We'll pick two shapes from the train set as visualized below.

In [None]:
from ml43dg.data.shape_implicit import ShapeImplicit
from ml43dg.util.visualization import visualize_mesh

mesh = Objaverse.get_mesh("494fe53da65650b8c358765b76c296")
print('GT Shape A')
visualize_mesh(mesh.vertices, mesh.faces, flip_axes=True)

mesh = Objaverse.get_mesh("5ca1ef55ff5f68501921e7a85cf9da35")
print('GT Shape B')
visualize_mesh(mesh.vertices, mesh.faces, flip_axes=True)

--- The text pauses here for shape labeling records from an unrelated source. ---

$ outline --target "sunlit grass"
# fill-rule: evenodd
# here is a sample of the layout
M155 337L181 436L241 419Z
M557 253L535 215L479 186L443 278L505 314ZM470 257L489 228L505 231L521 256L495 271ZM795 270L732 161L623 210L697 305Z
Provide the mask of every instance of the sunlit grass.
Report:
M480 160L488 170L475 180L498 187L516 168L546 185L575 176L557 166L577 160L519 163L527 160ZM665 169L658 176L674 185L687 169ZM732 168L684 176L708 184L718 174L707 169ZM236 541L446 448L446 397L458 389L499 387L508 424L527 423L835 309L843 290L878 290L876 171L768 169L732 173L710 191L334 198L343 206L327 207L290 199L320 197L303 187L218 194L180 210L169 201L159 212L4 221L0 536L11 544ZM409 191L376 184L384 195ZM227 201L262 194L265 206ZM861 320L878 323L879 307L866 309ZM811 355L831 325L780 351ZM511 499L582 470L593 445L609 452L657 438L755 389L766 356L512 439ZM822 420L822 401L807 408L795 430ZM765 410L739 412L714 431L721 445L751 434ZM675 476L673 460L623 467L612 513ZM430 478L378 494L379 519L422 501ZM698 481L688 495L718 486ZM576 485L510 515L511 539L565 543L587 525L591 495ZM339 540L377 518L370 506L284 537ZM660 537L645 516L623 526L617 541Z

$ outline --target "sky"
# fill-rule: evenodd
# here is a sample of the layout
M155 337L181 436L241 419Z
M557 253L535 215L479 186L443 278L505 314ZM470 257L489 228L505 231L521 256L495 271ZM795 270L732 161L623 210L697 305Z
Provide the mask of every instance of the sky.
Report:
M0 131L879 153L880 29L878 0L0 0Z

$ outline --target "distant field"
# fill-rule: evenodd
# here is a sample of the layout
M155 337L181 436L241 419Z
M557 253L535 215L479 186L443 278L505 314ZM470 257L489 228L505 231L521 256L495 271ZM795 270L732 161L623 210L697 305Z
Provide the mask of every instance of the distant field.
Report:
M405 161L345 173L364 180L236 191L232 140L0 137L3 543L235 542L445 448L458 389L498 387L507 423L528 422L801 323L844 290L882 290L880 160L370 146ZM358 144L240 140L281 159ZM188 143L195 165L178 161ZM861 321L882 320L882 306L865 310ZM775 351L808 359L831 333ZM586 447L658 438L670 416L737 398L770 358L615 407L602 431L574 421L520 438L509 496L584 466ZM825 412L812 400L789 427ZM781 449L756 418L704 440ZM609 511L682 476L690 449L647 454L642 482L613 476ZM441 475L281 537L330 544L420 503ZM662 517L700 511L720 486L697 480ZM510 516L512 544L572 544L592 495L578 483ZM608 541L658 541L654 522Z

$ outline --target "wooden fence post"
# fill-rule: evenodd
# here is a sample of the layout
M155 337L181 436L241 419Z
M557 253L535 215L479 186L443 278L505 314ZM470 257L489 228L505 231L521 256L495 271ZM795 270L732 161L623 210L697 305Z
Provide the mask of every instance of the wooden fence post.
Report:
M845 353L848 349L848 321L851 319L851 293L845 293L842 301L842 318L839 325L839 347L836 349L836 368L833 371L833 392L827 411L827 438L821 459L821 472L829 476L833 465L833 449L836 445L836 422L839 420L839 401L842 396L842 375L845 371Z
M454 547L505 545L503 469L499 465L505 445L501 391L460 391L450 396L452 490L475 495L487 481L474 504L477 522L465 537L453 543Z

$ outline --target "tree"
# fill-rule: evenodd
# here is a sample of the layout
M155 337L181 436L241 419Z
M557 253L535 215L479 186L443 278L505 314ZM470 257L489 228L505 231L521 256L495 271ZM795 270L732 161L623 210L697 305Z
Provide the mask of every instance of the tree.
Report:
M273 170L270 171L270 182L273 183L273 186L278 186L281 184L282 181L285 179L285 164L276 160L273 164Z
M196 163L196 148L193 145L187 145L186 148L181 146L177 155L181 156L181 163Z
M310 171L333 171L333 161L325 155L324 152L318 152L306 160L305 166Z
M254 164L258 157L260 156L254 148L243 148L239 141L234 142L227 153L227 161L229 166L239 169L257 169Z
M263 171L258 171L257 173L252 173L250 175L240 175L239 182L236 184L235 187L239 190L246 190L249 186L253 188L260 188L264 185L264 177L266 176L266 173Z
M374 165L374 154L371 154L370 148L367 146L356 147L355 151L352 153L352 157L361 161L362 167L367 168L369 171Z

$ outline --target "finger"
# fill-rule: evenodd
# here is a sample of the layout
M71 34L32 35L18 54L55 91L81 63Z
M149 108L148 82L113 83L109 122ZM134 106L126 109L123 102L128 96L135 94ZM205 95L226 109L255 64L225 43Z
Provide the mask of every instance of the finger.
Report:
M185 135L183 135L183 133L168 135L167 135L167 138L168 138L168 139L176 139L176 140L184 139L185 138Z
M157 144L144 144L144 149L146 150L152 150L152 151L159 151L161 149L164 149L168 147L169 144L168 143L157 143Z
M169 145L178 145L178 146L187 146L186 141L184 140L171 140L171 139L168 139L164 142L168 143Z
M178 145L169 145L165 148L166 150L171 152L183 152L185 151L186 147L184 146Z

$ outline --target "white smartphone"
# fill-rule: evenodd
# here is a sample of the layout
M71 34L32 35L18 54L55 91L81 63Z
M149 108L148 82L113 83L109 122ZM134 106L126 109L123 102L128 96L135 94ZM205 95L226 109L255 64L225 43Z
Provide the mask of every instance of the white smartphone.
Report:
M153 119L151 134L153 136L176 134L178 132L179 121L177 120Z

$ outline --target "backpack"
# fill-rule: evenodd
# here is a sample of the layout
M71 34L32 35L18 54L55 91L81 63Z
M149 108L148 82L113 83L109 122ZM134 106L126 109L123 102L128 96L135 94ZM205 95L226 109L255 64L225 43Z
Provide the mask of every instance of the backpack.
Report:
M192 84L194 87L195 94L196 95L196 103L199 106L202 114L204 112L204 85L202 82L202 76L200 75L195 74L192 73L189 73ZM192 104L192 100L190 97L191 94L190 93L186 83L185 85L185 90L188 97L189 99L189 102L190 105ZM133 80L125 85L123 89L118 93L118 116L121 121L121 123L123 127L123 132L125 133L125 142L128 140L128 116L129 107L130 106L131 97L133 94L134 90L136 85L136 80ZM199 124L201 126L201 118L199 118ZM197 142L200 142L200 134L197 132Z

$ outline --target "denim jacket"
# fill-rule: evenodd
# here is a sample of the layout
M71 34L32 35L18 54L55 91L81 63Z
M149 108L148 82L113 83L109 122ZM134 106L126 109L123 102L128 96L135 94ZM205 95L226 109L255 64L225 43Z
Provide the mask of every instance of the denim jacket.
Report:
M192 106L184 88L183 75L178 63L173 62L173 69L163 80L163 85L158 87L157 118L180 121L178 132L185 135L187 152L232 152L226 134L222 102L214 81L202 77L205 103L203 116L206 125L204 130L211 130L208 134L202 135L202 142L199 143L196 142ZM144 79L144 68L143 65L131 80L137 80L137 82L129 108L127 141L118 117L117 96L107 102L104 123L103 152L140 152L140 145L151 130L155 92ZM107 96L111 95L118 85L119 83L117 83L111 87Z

Implement the missing parts in `exercise_3/inference/infer_deepsdf.py` such that it interpolates two given latent vectors, and run the code fragement below once done.

In [None]:
from ml43dg.inference.infer_deepsdf import InferenceHandlerDeepSDF

inference_handler = InferenceHandlerDeepSDF(256, "exercise_3/runs/3_1_deepsdf_generalization", torch.device('cuda:0'))
# interpolate; also exports interpolated meshes to disk
inference_handler.interpolate('494fe53da65650b8c358765b76c296', '5ca1ef55ff5f68501921e7a85cf9da35', 60)

Visualize the interpolation below. If everything works out correctly, you should see a smooth transformation between the shapes, with all intermediate shapes being valid sofas.

In [None]:
from ml43dg.util.mesh_collection_to_gif import  meshes_to_gif
from ml43dg.util.misc import show_gif

# create list of meshes (just exported) to be visualized
mesh_paths = sorted([x for x in Path("exercise_3/runs/3_1_deepsdf_generalization/interpolation").iterdir() if int(x.name.split('.')[0].split("_")[1]) == 0], key=lambda x: int(x.name.split('.')[0].split("_")[0]))
mesh_paths = mesh_paths + mesh_paths[::-1]

# create a visualization of the interpolation process
meshes_to_gif(mesh_paths, "exercise_3/runs/3_1_deepsdf_generalization/latent_interp.gif", 20)
show_gif("exercise_3/runs/3_1_deepsdf_generalization/latent_interp.gif")

## Submission

This is the end of exercise 3 🙂. Please create a zip containing all files we provided, everything you modified, your visualization images/gif (no need to submit generated OBJs), including your checkpoints. Name it with your matriculation number(s) as described in exercise 1. Make sure this notebook can be run without problems. Then, submit via Moodle.

**Note**: The maximum submission file size limit for Moodle is 100M. You do not need to submit your overfitting checkpoints; however, the generalization checkpoint will be >200M. The easiest way to still be able to submit that one is to split it with zip like this: `zip -s 100M model_best.ckpt.zip model_best.ckpt` which creates a `.zip` and a `.z01`. You can then submit both files alongside another zip containing all your code and outputs.

**Submission Deadline**: 11.06.2024, 23:55

## References

[1] Park, Jeong Joon, et al. "Deepsdf: Learning continuous signed distance functions for shape representation." Proceedings of the IEEE/CVF Conference on Computer Vision and Pattern Recognition. 2019.